I’m still wondering about the heuristic for setting threshold_muscle. I computed the mean and standard deviation of scores_muscle and the y-value of the red line is approximately the mean plus two standard deviations. Is using the mean plus some multiple of the standard deviation a reasonable approach for setting the threshold?

I don’t know of a general threshold that would work for all datasets. The documentation suggests:

# The threshold is data dependent, check the optimal threshold by plotting
# ``scores_muscle``.

The default threshold is set to 4, which seems to be reasonable for many use cases.
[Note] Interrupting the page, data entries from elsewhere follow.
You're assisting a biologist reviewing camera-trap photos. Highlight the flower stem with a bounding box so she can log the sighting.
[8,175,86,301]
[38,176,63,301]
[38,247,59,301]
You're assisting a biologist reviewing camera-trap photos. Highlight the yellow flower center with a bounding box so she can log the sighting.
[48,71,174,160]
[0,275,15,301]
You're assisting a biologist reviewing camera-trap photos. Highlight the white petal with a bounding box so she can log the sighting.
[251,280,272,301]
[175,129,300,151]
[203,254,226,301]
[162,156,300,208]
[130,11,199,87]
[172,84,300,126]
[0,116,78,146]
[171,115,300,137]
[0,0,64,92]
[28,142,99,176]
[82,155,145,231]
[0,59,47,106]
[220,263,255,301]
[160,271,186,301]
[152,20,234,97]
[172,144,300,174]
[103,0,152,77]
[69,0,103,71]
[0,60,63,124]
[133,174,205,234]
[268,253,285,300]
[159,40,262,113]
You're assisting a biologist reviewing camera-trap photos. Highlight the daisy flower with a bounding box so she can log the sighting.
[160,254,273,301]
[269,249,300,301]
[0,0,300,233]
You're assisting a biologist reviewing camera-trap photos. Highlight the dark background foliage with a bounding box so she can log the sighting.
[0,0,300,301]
But whether it makes sense for you or if you need to adjust it can only be decided by actually looking at the data.

The default threshold is already normalized as a way of z-score (# standard deviations basically).
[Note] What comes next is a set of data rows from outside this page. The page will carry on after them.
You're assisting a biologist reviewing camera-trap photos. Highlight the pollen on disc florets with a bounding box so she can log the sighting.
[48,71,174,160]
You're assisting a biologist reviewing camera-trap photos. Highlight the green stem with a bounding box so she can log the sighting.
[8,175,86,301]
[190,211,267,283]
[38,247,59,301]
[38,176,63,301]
Putting the Z score criterion too low results in a high number of false positives for clean datasets and a high number of true positives for noisier datasets.
Putting the Z score criterion too high results in a low* number of false positives for clean datasets and a low number of true positives for noisier datasets.

So to generalize this value is hard, but I still do this.

My solution is to be quite conservative with the value (Z-score of 4 is fine though), but to put a minimal requirement on the length of the bad segment to rule out spurious false positives.

for a, annotation in enumerate(annot_muscle):
if annotation['duration']<0.3:
remove.append(a)
annot_muscle.delete(remove)